Für einen Moment fühlte sich Benjamin in Versuchung geführt. Die Aussicht zu erfahren, wie er gestorben war und was es mit Townsend und den seltsamen Szenen auf sich hatte, an die er sich zu erinnern glaubte, war sehr verlockend. Aber es stand keineswegs fest, dass sie sein Lebensbuch bei einer längeren Suche finden würden – vielleicht befand es sich gar nicht in der Bibliothek.
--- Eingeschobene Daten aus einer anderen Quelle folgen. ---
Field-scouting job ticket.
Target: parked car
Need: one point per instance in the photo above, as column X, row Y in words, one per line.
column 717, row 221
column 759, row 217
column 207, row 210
Außerdem hatte er das Gefühl, dass die Zeit drängte.

»Der nächste Ballon ist vielleicht ein richtiger und dient keinen Testzwecken. Laurentius hat von einer echten Chance gesprochen, die Stadt zu verlassen.«

»Willst du zu der anderen Stadt, deren Lichter du im Nebel gesehen hast?«, fragte Louise.